William Robichaud and Simon Hedges would co-found the Saola Working Group (SWG) in 2006. Their goal? Find the last surviving saolas in the wild and begin a captive breeding program before they’re gone forever. And if their January 2022 remarks for The Guardian are to go by, it is now or never.
Asia’s Unicorn: What is a Saola?
Holding a decades-old distinction as the “Asian unicorn,” saolas are remarkably elusive. No specimen has ever been seen in the wild by human eyes within recorded history. The images we have from their natural habitat come from the handful of times the species has been captured via motion-censor trail cams.
These hooved mammals weigh around 200-pounds on average. Or so we believe. Unlike unicorns of myth, the saola sports two long, straight horns. Their faces hold striking white spots and odd, bulbous scent glands. Yet they managed to elude science for millennia.

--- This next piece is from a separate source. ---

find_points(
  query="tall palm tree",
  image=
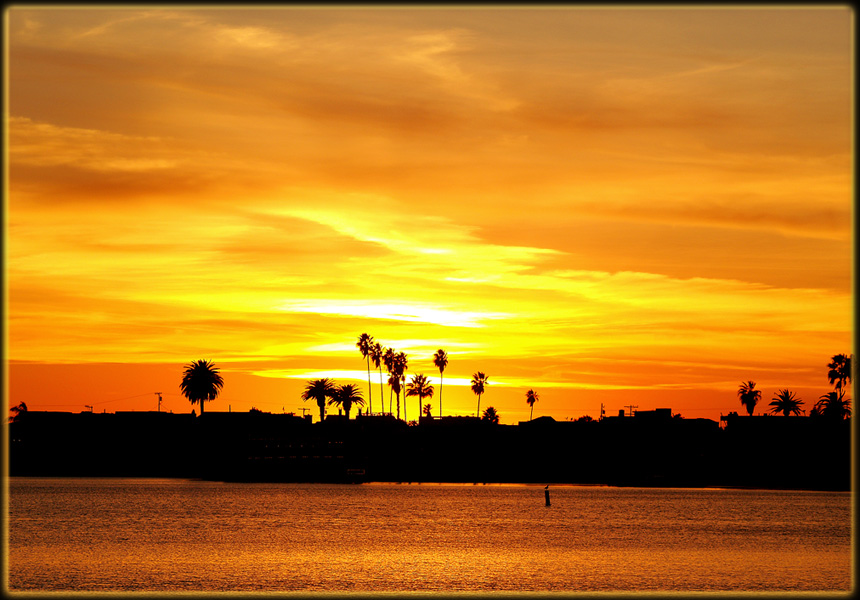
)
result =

The saola was only first discovered, documented, and classified in 1992. Even then, a live specimen was not found. Instead, a wildlife survey of north-central Vietnam’s Vũ Quang nature reserve uncovered two skulls with incredible horns belonging to a then-unidentified species. This led to its original naming of the Vu Quang Ox.
More than a dozen partial specimens would follow, and in 1993 the unknown animal was found to be a completely new genus of the bovid family altogether. More familiar bovids include antelopes, goats, sheep, and of course, cattle.
Still, there’s nothing else on Earth quite like Pseudoryx nghetinhensis, the saola.
All of the above would make for one of the most spectacular scientific discoveries of the 20th century. But commercial wildlife poaching is an immense problem in Vietnam, and conservationists believe it continues to claim the majority of existing saolas.
“Thousands of people use snares, so there are millions of them in the forest, which means populations of large mammals and some birds have no way to escape and are collapsing throughout the Annamites,” Minh Nguyen, a PhD student at Colorado State University, tells The Guardian.
The remaining saola population is now no more than 100 as a result. The species was last seen alive in a trail camera image from 2013 in Vietnam’s Saola Nature Reserve. Local villagers continue to report the species’ presence, however, so conservationists like SWG’s Robichaud and Hedges hold out hope.
Hope isn’t enough, however. It will take the hard word and dense funding SWG is chasing in order to save the “Asian unicorn” from extinction. SWG is doing all they can to raise awareness. Now, fellow conservationists (like this Outsider) are doing what we can to help, too.
To learn more about how you can help save the saola from extinction, visit SavetheSaola.org.
If successful, the end goal is to breed saolas in captivity. Once a healthy population exists, these majestic bovids will see release out into the wild to (hopefully) flourish for eons to come.